Están en la Real Colegiata de San Isidoro de León, donde fueron trasladados desde Sevilla en 1063 por orden del rey Fernando I. La colegiata es una joya del románico español, famosa por las pinturas murales del Panteón de los Reyes (llamado "la Capilla Sixtina del románico") y por el cáliz de doña Urraca, propuesto por algunos investigadores como el Santo Grial. El sepulcro de San Isidoro se venera en la basílica y la colegiata se puede visitar como museo.

¿Qué es la "Laus Hispaniae" de Isidoro?

Es un elogio de España incluido en la "Historia Gothorum" de San Isidoro, considerado una de las primeras descripciones literarias de la Península como unidad geográfica y cultural. Isidoro celebra la fertilidad de la tierra, la riqueza de los ríos, la abundancia de metales y la belleza del paisaje, llamando a Hispania "la más hermosa de todas las tierras". Es uno de los textos fundacionales del imaginario de España como nación, 1.300 años antes de que existiera como Estado moderno.

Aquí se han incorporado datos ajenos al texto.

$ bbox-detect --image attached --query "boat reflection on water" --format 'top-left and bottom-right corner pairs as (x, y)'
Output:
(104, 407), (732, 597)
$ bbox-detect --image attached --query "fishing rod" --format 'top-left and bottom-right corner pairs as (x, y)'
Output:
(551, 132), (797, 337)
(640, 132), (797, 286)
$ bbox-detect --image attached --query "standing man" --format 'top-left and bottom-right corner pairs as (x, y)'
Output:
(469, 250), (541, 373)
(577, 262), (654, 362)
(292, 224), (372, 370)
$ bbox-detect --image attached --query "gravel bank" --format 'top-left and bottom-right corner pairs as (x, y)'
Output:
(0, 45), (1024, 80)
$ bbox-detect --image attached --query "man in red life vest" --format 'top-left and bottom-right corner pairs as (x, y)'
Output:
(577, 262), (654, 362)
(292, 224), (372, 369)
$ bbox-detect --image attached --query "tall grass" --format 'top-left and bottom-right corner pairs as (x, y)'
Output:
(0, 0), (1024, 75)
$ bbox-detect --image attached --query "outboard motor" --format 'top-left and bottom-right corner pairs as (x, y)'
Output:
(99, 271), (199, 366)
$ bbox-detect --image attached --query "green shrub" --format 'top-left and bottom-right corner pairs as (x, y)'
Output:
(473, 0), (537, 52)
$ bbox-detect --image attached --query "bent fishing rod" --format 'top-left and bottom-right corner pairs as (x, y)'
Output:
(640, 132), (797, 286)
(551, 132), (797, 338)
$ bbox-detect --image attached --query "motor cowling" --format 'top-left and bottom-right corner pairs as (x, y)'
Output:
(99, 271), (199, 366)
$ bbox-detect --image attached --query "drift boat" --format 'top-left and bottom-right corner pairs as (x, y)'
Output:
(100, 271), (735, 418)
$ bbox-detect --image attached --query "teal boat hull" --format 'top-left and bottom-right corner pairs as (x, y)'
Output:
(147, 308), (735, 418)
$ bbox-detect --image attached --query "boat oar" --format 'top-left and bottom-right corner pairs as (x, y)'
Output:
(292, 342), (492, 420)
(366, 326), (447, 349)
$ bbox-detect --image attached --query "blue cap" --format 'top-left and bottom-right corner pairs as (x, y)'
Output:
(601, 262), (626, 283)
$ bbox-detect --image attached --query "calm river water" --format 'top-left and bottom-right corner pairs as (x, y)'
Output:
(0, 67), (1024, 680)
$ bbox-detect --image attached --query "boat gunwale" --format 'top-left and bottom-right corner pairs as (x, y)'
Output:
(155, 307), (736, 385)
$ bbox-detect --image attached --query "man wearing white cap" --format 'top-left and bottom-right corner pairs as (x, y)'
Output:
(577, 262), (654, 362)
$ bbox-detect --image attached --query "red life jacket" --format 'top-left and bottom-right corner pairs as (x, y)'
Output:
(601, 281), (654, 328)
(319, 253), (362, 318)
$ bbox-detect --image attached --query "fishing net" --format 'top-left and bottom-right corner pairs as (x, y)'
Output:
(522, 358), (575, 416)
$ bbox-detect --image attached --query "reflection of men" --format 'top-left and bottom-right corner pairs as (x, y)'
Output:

¿Qué relación tenía Isidoro con su hermano Leandro?

Leandro, hermano mayor de Isidoro, fue arzobispo de Sevilla antes que él y el artífice de la conversión al catolicismo del rey Recaredo en el III Concilio de Toledo (589). Leandro educó a Isidoro tras la huida familiar de Cartagena a Sevilla. A la muerte de Leandro (c. 600-601), Isidoro le sucedió como arzobispo y continuó su programa cultural e intelectual. Junto con su hermana Florentina (abadesa) y su hermano Fulgencio (obispo de Cartagena), forman la única familia de la historia en la que tres hermanos son santos de la Iglesia católica.